Variables and constants 1
1. Before the topic
1.1. Greeting
Welcome! In this course, you will learn the basics of programming in R. As you could have seen one page before, the course is divided into 6 modules. Each module contains the main R script, which can be download in two forms, as .Rmd file with all the content from this site as well as more raw .R file, and several exercises. The amount of work required for each script should be roughly the same. Exercises should be completed and uploaded to Gradescope if you are officially enrolled in the course.
1.2. Links to all scripts
1.2.1. Main script
In order to be able to work with these files, you have to download it and open it in RStudio. If you don’t have RStudio installed and don’t know how to do it, instructions from this site should help.
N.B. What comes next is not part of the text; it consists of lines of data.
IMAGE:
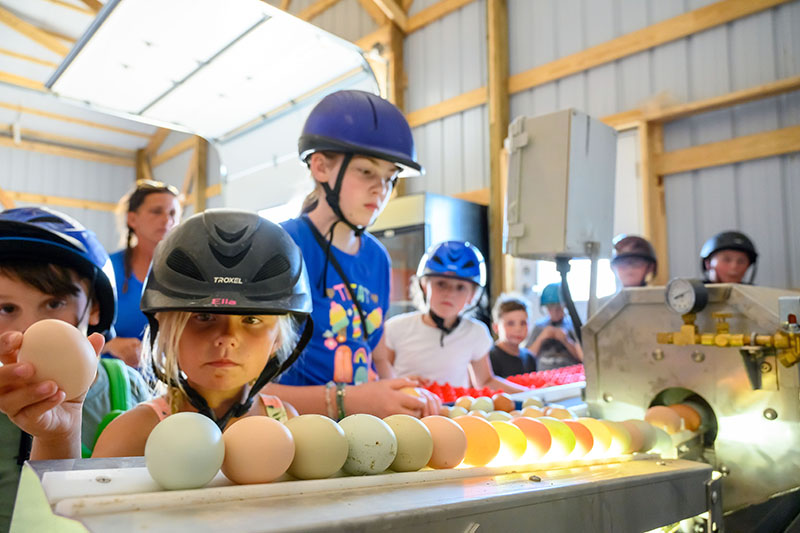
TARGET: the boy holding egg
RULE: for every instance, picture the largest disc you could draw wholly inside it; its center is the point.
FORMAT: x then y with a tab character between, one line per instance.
438	343
51	267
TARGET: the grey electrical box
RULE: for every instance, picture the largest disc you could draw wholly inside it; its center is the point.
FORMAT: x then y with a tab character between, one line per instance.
560	186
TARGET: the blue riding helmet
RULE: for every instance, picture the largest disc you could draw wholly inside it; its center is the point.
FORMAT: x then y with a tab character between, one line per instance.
359	122
456	259
551	294
42	234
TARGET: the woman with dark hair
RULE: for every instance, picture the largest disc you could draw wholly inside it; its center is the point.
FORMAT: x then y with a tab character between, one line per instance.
151	210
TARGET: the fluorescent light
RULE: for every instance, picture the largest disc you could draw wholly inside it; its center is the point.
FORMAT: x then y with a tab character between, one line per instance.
203	65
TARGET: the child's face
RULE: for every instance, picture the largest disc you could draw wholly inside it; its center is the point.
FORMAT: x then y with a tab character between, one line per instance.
632	271
447	297
22	305
728	266
513	327
224	352
157	215
366	187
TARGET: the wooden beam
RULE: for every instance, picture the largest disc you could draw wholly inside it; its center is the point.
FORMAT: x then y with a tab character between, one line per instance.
5	200
654	35
726	100
72	120
497	37
169	153
156	141
32	32
28	58
434	13
478	196
63	201
449	107
745	148
94	5
200	174
393	12
21	81
373	11
73	7
651	145
75	153
73	142
315	9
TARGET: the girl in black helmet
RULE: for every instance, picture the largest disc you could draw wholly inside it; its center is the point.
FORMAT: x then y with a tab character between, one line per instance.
224	296
356	145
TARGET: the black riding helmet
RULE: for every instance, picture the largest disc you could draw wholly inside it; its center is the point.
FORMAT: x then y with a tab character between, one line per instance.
226	261
729	240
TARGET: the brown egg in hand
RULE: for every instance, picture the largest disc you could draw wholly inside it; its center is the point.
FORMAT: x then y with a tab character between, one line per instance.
61	353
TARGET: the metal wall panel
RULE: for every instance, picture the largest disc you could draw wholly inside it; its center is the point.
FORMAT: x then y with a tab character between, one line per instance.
38	173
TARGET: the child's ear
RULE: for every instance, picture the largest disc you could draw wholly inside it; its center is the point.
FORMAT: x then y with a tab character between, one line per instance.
94	314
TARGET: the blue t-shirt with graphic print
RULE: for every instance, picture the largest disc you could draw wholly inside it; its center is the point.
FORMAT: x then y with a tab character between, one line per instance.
338	350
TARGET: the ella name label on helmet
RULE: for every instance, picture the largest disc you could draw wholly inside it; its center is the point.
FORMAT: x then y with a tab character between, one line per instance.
221	279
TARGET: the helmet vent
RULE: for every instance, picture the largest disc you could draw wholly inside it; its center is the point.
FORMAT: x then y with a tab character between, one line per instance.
180	262
229	237
275	266
229	261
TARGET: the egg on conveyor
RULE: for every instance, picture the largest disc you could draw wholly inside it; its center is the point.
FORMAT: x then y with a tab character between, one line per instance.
320	446
184	451
61	353
372	444
258	449
414	443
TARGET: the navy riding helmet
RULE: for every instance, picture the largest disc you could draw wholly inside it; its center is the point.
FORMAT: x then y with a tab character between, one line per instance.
456	259
42	234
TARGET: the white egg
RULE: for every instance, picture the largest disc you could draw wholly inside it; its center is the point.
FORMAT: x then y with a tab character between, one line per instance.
372	444
320	446
61	353
414	443
184	451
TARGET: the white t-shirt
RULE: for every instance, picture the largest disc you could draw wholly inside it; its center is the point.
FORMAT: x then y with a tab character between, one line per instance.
418	350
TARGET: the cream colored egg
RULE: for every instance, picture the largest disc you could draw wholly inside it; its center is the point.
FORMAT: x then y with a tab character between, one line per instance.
449	442
372	444
258	449
60	352
414	443
320	446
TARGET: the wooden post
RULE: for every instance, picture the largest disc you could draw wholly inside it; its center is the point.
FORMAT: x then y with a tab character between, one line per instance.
200	174
651	146
497	34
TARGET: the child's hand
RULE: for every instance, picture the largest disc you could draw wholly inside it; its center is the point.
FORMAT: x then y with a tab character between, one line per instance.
383	398
36	407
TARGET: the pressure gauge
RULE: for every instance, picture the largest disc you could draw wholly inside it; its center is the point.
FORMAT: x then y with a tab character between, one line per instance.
686	295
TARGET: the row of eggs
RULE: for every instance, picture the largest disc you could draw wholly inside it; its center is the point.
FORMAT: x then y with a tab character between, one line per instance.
186	450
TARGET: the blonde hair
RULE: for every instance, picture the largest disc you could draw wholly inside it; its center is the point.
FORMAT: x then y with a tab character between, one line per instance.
163	357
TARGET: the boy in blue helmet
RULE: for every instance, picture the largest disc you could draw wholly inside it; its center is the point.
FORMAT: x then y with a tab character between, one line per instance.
355	145
51	267
437	343
553	339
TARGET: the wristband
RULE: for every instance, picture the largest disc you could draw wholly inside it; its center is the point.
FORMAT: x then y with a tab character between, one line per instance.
340	392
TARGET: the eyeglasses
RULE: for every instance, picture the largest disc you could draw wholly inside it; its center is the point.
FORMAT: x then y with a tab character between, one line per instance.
152	185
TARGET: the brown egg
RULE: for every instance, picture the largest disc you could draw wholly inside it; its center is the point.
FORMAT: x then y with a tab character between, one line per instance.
691	418
503	402
61	353
449	442
258	449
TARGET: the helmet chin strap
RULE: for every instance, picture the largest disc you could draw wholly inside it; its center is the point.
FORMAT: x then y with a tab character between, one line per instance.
332	197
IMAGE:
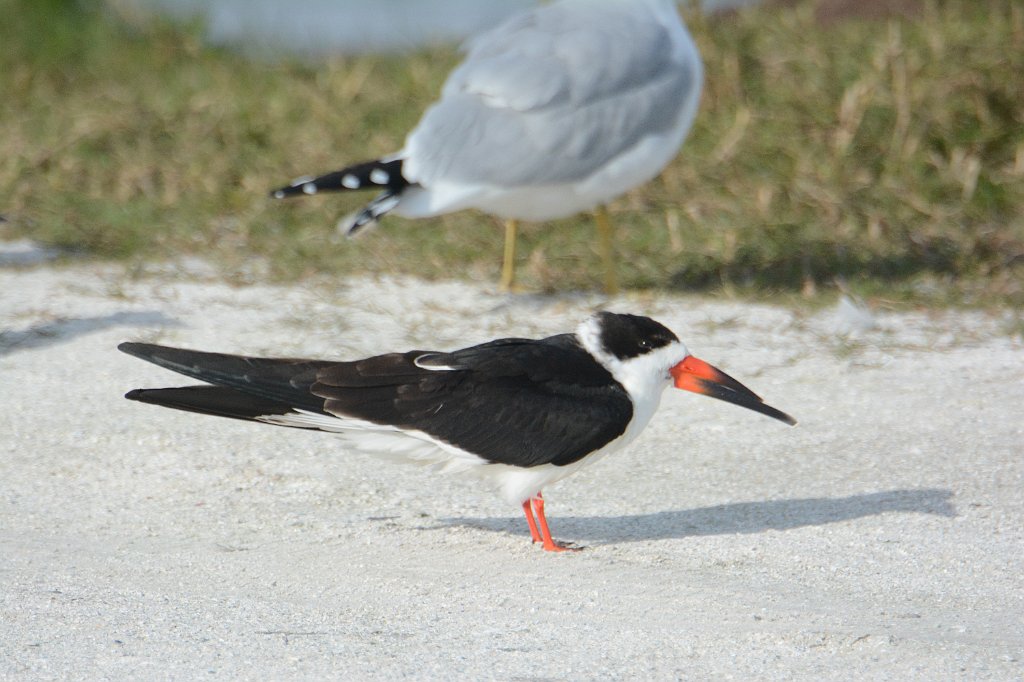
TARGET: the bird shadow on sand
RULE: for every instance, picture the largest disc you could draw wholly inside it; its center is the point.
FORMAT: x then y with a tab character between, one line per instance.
739	517
66	329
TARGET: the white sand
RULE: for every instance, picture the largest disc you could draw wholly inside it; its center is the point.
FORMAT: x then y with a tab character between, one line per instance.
880	539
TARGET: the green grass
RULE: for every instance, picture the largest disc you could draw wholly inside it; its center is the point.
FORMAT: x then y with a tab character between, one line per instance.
884	158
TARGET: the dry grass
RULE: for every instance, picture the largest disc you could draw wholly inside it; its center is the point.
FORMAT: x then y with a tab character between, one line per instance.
886	158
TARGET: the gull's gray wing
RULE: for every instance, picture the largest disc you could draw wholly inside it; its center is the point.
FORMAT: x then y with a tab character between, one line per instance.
554	94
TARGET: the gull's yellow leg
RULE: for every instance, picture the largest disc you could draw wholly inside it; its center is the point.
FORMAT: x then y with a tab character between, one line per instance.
607	250
508	267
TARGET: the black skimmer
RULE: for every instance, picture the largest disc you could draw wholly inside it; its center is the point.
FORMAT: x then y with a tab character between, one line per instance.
557	111
523	413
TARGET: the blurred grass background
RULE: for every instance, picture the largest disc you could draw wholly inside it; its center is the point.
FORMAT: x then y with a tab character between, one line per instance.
885	158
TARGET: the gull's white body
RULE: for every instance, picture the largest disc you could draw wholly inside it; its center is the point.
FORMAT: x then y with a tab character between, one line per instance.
555	112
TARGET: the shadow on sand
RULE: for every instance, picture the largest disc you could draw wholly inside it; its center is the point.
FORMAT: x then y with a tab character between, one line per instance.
740	517
64	330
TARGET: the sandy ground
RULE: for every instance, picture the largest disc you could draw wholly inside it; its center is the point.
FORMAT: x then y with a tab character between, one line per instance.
880	539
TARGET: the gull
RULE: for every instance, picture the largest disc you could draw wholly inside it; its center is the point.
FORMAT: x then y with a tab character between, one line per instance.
557	111
519	413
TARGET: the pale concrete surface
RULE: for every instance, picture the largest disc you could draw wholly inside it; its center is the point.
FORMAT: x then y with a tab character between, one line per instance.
880	539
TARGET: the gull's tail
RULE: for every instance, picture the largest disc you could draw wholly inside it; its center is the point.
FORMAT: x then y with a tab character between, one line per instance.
381	174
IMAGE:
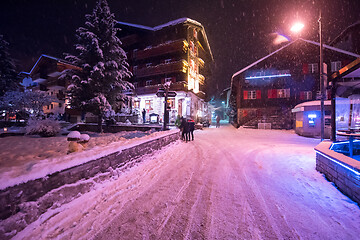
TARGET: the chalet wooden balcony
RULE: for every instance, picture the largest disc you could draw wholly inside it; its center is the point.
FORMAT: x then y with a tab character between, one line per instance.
165	68
180	45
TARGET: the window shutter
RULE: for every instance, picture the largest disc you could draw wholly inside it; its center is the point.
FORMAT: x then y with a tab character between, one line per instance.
287	93
258	94
305	68
274	93
302	95
245	94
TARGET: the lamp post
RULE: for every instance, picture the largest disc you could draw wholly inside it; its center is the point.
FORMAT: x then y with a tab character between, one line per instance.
322	92
296	28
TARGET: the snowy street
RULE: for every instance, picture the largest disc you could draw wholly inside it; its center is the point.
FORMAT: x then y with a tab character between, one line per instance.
227	184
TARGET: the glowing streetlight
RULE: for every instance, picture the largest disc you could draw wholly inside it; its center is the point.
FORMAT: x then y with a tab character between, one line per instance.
297	27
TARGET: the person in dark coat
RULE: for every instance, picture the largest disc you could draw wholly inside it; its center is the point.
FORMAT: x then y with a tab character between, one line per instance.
184	126
191	124
218	121
144	115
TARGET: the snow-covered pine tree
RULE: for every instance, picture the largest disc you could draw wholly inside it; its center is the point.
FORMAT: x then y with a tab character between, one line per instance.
98	87
8	76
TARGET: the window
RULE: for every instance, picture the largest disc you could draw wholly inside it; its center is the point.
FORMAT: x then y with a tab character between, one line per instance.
305	95
252	94
148	104
313	68
171	103
335	66
272	93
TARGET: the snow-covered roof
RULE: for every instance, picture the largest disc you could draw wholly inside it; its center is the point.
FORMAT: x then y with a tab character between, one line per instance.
344	32
49	57
136	25
333	48
313	103
260	60
299	39
172	23
156	28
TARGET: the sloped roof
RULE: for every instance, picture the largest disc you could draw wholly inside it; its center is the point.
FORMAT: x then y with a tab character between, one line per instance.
48	57
287	45
337	38
172	23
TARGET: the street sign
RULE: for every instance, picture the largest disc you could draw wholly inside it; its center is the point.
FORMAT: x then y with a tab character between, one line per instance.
171	94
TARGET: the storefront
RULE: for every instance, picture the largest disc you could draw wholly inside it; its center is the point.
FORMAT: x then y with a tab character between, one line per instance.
185	104
308	121
339	159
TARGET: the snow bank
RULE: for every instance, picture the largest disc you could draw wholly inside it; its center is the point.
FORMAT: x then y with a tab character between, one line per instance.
30	167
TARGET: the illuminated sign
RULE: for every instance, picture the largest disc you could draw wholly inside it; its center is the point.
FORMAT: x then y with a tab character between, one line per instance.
270	76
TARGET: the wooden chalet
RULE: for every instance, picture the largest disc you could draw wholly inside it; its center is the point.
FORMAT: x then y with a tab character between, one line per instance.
45	76
176	52
267	90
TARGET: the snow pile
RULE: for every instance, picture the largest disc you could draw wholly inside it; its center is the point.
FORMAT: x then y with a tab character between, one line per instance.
44	127
227	184
25	158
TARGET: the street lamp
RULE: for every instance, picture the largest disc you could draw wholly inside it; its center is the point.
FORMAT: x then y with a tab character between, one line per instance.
296	28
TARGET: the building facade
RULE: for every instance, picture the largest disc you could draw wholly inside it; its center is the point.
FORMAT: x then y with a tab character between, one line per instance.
267	90
44	76
177	52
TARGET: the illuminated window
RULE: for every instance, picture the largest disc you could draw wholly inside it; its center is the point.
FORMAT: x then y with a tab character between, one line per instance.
171	103
148	104
311	119
313	68
283	93
137	104
335	66
252	94
305	95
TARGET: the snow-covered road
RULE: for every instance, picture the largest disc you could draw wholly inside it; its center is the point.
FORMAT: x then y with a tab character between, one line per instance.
227	184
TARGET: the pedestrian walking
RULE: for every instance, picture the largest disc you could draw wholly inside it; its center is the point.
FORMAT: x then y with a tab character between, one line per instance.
217	121
144	115
191	124
184	126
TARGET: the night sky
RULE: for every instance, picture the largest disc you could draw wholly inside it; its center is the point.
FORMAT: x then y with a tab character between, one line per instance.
239	32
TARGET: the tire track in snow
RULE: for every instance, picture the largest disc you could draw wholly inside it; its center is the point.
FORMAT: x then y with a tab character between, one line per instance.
274	224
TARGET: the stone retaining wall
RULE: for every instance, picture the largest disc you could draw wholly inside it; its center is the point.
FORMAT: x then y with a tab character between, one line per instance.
344	174
24	203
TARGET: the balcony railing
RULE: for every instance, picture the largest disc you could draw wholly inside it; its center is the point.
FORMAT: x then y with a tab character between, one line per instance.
162	49
164	68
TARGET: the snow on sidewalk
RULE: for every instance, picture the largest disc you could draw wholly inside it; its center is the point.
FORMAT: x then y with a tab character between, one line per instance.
24	158
227	184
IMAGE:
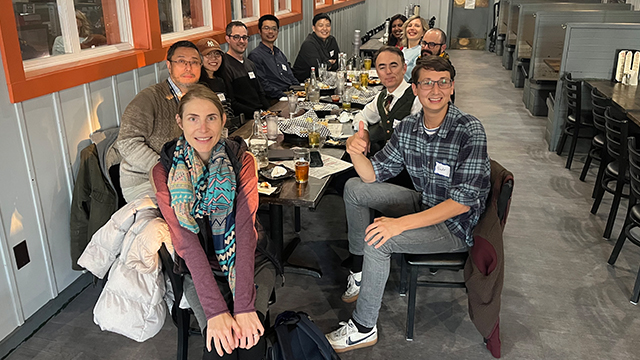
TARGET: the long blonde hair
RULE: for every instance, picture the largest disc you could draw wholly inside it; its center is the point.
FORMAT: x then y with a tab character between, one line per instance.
425	27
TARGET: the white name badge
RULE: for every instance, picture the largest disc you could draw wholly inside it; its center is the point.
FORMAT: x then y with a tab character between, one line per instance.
442	169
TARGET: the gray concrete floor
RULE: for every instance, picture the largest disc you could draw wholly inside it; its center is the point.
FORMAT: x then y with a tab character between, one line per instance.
560	301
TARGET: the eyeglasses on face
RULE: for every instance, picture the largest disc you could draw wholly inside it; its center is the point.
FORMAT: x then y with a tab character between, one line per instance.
430	44
238	37
184	63
213	55
428	84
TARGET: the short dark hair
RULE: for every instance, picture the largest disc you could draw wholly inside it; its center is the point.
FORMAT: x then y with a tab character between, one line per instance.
434	63
181	43
391	49
233	24
443	36
268	17
319	17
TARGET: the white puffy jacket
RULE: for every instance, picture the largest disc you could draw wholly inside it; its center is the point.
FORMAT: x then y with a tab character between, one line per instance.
131	303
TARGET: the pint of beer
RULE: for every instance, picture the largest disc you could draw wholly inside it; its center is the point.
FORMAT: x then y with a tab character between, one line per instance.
301	160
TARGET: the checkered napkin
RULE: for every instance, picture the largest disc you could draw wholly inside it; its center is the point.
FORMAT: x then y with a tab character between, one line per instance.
300	127
316	106
365	96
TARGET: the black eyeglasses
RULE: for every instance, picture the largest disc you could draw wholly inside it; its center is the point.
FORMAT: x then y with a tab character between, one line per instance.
430	44
184	63
238	37
428	84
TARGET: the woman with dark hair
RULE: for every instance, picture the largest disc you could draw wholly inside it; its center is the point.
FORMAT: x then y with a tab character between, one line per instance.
210	75
395	30
207	191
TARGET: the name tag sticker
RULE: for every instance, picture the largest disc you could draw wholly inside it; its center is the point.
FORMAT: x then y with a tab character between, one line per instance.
442	169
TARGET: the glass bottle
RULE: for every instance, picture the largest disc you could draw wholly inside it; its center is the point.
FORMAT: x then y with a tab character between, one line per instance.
258	143
314	91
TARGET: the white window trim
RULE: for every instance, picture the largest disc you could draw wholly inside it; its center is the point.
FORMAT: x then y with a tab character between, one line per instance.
176	8
67	16
238	7
283	11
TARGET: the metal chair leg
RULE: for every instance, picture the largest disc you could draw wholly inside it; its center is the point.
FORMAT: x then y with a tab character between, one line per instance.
411	308
616	249
636	290
403	276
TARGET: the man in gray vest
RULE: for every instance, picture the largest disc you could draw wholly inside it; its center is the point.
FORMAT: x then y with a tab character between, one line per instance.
395	102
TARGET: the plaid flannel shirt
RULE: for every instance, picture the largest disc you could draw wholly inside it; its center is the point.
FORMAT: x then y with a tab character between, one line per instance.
450	164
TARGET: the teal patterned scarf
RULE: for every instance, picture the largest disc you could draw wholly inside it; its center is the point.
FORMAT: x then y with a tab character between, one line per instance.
199	190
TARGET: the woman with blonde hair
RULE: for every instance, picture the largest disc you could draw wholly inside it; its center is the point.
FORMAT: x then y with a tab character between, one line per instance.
412	31
207	190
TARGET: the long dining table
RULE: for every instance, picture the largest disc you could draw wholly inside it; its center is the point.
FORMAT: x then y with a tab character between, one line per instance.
291	194
626	97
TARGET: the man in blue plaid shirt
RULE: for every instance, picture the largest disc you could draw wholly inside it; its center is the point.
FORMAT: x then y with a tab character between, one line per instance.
445	152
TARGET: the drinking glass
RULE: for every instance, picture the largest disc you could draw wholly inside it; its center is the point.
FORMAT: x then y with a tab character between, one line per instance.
301	158
293	103
272	127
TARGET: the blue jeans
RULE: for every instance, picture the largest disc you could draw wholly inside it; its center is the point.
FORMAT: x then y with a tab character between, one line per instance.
392	201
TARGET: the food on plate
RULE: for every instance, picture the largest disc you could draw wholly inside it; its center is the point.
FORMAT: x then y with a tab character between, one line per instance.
264	185
278	171
267	113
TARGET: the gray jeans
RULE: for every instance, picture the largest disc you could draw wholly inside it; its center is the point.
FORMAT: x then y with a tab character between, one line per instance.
392	201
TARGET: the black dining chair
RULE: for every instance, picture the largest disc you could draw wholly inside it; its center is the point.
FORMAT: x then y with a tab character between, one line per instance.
444	261
616	172
632	221
599	104
578	123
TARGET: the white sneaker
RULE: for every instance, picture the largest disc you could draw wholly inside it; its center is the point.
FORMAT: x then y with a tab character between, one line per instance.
348	338
353	287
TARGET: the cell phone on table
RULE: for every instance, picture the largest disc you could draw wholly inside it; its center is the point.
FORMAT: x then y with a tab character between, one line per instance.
316	159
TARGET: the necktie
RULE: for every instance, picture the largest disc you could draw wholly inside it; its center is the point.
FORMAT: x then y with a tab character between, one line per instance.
387	103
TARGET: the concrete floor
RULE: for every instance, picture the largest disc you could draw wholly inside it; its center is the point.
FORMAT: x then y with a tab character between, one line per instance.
560	301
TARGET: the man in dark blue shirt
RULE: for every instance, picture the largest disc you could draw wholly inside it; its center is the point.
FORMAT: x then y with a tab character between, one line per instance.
272	66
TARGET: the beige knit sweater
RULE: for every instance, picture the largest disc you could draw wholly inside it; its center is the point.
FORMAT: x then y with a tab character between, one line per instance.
148	122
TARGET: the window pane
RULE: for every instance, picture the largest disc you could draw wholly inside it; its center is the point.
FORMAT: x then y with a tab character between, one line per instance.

To download a script, you have to click on the hyperlinks below. It will be saved either in your default folder with downloaded files or your browser will ask you to pick the place where it will be stored. If something is wrong with it, make sure that the file has been saved using the correct extension, which is either .R
or .Rmd
, depending on what you have chosen.
1.2.2. Exercises
To solve exercises, you have to download the scripts and write your solution in the `
{r} # YOUR CODE HERE
` chunk.
This time, the extension of files should be .Rmd
.
2. Introduction
R is a popular programming language used for statistical computing and graphical presentation. It is widely used and valued because:
- It is a great resource for data analysis, data visualization, data science, and machine learning
- It provides many statistical techniques (such as statistical tests, classification, clustering, and data reduction)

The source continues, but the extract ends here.